The Facts and the Case
Petitioner
Elsa Malig-on (Malig-on) claimed that on March 4, 1996 respondent Equitable
General Services, Inc. (the company) hired her as janitress in its janitorial
services. The company paid her P250.00 per day
for a nine-hour work. After six years or
on February 15, 2002 Malig-on’s immediate supervisor told her that the company
would be assigning her to another client.
But it never did despite several follow-ups that she made. Eight months later or on October 15, 2002 the
company told Malig-on that she had to file a resignation letter before it would
reassign her. She complied but the company
reneged on its undertaking, prompting Malig-on to file a complaint against it
for illegal dismissal.
The
company denied Malig-on’s allegations.
It claimed that she just stopped reporting for work on February 16, 2002
without giving any reason. Consequently,
the company wrote her two letters, first on August 23, 2002 and again on
September 2, 2002, asking her to explain her continued absence. On October 15, 2002 Malig-on showed up at the
company’s office and submitted her resignation letter.
On
January 26, 2004 the Labor Arbiter (LA) rendered a decision, finding Malig-on’s
resignation valid and binding. But the
LA ordered the company to pay her emergency cost of living allowance and the
balance of her 13th month pay.
On
February 28, 2005 the National Labor Relations Commission (NLRC) reversed the
LA’s decision and ruled that the company had constructively dismissed
Malig-on. The NLRC ordered the company
to reinstate Malig-on with full backwages from the time the company illegally
dismissed her up to the date of the finality of its decision.
The
respondent company went up to the Court of Appeals (CA) to challenge the NLRC
decision. On July 16, 2008 the CA
reversed the NLRC’s ruling and reinstated that of the LA, hence, this
petition by Malig-on.
The Issue Presented
The issue in this case is whether or
not the CA erred in holding that petitioner Malig-on abandoned her work and
eventually resigned from it rather than that respondent company constructively
dismissed her.
The Rulings of the Court
True, courts give great weight and
respect to the facts as found by quasi-judicial and administrative bodies. But when, as in this case, such bodies have
conflicting factual findings, the Court has reason to go over both findings to
ascertain which one has support in the evidence.[1]
The rule in termination cases is that the employer bears the
burden of proving that he dismissed his employee for a just cause.[2] And, when the employer claims that the
employee resigned from work, the burden is on the employer to prove that he did
so willingly.[3] Whether that is the case would largely depend
on the circumstances surrounding such alleged resignation. Those circumstances must be consistent with
the employee’s intent to give up work.[4]

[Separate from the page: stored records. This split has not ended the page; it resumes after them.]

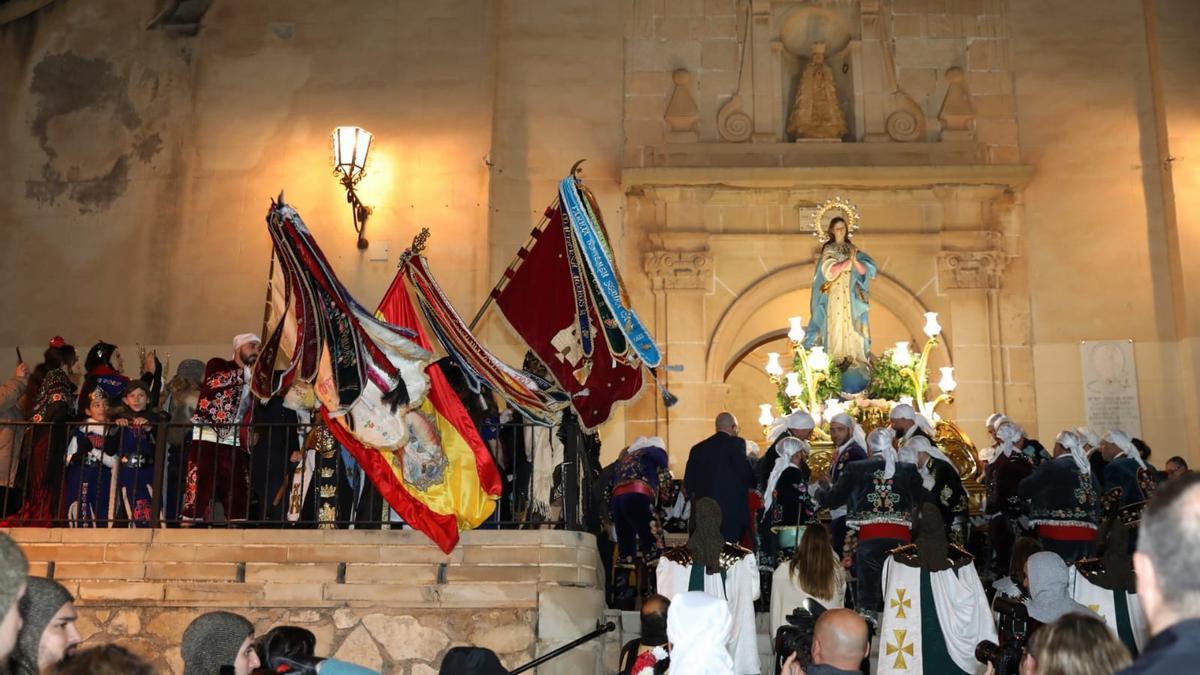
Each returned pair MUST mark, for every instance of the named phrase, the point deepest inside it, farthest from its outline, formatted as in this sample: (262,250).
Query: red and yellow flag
(469,485)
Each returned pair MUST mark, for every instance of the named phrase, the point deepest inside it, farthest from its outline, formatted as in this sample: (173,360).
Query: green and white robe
(931,622)
(1120,609)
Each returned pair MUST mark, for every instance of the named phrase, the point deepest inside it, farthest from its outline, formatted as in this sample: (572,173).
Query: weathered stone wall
(387,599)
(138,165)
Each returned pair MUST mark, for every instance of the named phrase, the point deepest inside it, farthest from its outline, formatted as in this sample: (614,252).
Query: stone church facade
(1020,167)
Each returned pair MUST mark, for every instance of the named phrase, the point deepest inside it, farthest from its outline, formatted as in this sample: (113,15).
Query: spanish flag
(463,494)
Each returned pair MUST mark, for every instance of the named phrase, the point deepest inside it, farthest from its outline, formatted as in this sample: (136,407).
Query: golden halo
(822,216)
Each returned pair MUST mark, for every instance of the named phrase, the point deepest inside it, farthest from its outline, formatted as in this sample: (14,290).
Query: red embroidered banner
(539,302)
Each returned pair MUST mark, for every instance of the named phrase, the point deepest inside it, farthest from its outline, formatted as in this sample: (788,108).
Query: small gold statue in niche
(816,112)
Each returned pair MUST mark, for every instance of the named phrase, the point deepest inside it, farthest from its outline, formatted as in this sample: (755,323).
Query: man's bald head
(840,639)
(727,423)
(1169,553)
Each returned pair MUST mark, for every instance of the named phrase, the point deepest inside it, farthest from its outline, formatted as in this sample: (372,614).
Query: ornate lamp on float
(916,371)
(799,387)
(766,418)
(351,148)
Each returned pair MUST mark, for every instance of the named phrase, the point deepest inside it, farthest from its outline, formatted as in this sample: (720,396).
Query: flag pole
(267,304)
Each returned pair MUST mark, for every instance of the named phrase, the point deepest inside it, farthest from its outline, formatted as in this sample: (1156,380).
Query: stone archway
(725,350)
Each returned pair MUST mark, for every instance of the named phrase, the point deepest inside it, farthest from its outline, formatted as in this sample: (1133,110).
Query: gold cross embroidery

Here, the company claims that
Malig-on voluntarily resigned, gave a letter of resignation that she wrote with
her own hand, used the vernacular language, and signed it. But these are not enough. They merely prove that she wrote that letter,
a thing that she did not deny. She was
quick to point out that she wrote it after being told that she needed to resign
so she could be cleared for her next assignment.
According
to the company, Malig-on simply dropped out of sight one day on February 16,
2002 for no reason at all. Eight months
later or on October 15, 2002 she appeared at the company’s office and tendered
her resignation. To the company’s
surprise, three days later or on October 18, 2002 she went to the NLRC office
and filed her complaint against the company for illegal dismissal. Clearly, however, these circumstances do not
sound consistent with resignation freely made.

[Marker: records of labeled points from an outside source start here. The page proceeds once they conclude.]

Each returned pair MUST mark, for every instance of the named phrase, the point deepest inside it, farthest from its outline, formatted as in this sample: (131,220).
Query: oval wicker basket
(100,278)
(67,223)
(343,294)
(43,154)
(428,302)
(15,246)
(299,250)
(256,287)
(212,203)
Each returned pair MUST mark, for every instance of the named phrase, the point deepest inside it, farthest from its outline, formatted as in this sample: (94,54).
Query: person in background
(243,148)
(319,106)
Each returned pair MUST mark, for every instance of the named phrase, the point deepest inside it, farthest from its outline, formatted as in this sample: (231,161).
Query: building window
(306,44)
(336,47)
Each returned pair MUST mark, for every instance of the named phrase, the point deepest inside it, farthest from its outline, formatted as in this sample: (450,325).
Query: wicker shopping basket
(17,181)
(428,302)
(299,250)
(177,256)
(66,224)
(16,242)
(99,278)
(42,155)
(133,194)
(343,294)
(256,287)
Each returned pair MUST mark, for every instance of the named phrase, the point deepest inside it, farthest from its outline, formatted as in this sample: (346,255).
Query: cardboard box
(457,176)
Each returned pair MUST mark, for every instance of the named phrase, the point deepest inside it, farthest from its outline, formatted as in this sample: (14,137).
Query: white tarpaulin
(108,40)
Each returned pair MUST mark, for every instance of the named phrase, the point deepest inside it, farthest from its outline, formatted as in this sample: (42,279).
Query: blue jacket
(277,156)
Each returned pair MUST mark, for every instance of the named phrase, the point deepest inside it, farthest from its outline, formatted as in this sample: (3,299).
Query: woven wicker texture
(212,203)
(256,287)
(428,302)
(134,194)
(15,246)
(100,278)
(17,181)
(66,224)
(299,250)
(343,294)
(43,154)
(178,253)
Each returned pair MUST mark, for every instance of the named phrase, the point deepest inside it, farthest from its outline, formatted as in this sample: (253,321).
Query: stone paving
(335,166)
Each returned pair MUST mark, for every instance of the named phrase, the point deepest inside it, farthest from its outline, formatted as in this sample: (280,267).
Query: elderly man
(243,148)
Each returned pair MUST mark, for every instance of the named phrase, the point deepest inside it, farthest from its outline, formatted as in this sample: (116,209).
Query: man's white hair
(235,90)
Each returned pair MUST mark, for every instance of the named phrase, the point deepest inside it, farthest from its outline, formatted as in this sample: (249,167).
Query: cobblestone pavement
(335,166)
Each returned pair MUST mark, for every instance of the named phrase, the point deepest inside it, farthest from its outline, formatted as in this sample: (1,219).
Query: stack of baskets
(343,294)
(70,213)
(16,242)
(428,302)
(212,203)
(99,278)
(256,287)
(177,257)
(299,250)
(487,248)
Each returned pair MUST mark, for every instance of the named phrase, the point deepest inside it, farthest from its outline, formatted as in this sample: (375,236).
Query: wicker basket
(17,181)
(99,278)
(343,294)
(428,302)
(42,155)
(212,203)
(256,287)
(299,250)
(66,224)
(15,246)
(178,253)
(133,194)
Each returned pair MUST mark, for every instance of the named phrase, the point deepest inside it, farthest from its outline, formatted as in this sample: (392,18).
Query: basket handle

First, when Malig-on reportedly dropped
out of sight and the company had no idea about the reason for it, the natural
and right thing for it to do was investigate why she had suddenly vanished. Indeed, the company needed to write Malig-on immediately and ask her to explain in
writing why she should not be considered to have abandoned her job so the
company may be cleared of its responsibility as employer. This did not happen here.
Second, if Malig-on had abandoned her work
and had no further interest in it, there was no reason for her to suddenly show
up at her former place of work after eight months and file her resignation
letter. Her action would make sense only
if, as she claimed, she had been on floating status for over six months and the
company promised to give her a new assignment if she would go through the
process of resigning and reapplying.
And, third, that Malig-on went
to the NLRC to file a complaint for unjust dismissal just three days after she
filed her alleged resignation letter is inconsistent with genuine resignation.[5] It would make sense only if, as Malig-on
claims, the company tricked her into filing for resignation upon a promise to
give her a new work assignment and failed to deliver such promise.

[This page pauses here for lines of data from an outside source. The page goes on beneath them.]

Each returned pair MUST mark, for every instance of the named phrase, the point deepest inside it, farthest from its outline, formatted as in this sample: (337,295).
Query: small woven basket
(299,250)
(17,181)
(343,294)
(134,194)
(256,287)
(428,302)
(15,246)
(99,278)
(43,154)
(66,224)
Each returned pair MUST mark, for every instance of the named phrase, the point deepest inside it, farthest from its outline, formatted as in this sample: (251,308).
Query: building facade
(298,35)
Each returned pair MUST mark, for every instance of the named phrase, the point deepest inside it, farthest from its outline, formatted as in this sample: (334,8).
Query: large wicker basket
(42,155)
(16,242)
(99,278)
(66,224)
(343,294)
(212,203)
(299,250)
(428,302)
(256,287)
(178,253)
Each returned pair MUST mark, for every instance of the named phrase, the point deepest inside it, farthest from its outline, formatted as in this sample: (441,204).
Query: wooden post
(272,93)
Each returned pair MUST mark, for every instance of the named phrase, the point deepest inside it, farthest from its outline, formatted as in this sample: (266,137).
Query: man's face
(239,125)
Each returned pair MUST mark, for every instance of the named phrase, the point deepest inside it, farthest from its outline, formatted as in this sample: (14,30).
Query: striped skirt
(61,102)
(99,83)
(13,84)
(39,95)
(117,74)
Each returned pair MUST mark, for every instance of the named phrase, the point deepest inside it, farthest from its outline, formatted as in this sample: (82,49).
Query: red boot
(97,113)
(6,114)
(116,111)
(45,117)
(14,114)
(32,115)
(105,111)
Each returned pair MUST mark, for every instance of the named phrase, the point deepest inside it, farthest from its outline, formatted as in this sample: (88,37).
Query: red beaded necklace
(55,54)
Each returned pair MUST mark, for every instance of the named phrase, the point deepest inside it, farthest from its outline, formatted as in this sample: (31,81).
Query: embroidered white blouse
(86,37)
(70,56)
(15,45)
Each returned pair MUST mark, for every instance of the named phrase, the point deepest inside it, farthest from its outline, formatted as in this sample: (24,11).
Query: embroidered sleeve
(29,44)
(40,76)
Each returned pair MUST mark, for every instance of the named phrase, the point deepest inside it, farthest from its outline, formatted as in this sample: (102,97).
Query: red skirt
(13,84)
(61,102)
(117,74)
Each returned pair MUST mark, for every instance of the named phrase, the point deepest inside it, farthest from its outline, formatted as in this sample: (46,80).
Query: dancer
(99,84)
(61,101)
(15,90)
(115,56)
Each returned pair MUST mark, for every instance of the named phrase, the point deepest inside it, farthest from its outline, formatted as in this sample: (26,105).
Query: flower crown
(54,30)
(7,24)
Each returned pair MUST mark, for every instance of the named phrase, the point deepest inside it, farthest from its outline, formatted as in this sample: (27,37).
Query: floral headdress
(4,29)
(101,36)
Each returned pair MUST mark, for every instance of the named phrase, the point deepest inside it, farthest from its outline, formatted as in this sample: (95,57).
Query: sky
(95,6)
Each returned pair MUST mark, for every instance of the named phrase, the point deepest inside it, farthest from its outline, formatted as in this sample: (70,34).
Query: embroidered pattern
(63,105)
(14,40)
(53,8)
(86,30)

The company evidently placed Malig-on
on floating status after being relieved as janitress in a client’s
workplace. But, as the Court has
repeatedly ruled, such act of “off-detailing” Malig-on was not the equivalent
of dismissal so long as her floating status did not continue beyond a
reasonable time. But, when it ran up to
more than six months, the company may be considered to have constructively
dismissed her from work, that is, as of August 16, 2002.[6] Thus, her purported resignation on October
15, 2002 could not have been legally possible.
The company of course claims that it gave Malig-on notices
on August 23, 2002 and September 2, 2002, asking her to explain her failure to
report for work and informing her that the company would treat such failure as
lack of interest in it, respectively.
But these notices cannot possibly take the place of the notices required
by law. They came more than six months after the company placed her on floating
status and, consequently, the company gave her those notices after it had
constructively dismissed her from work.
An
illegally dismissed employee is entitled to two reliefs: backwages and
reinstatement.[7] Still, the Court has held that the grant of separation
pay, rather than reinstatement, may be proper especially when the latter is no longer practical or will be for the best
interest of the parties, as in this case.[8] Here, after her last work, Malig-on did not
appear persistent in getting rehired.
Indeed, she did not file any action for constructive dismissal after
being placed in a floating status for more than six months. If she were to be believed, it was only eight
months later that she showed keen interest in being taken back by following an
advice that she first tender her resignation
in order to clear up her record prior to being rehired.
After
just three days from tendering her resignation, Malig-on hastened to the NLRC
and accused her employer of illegal dismissal.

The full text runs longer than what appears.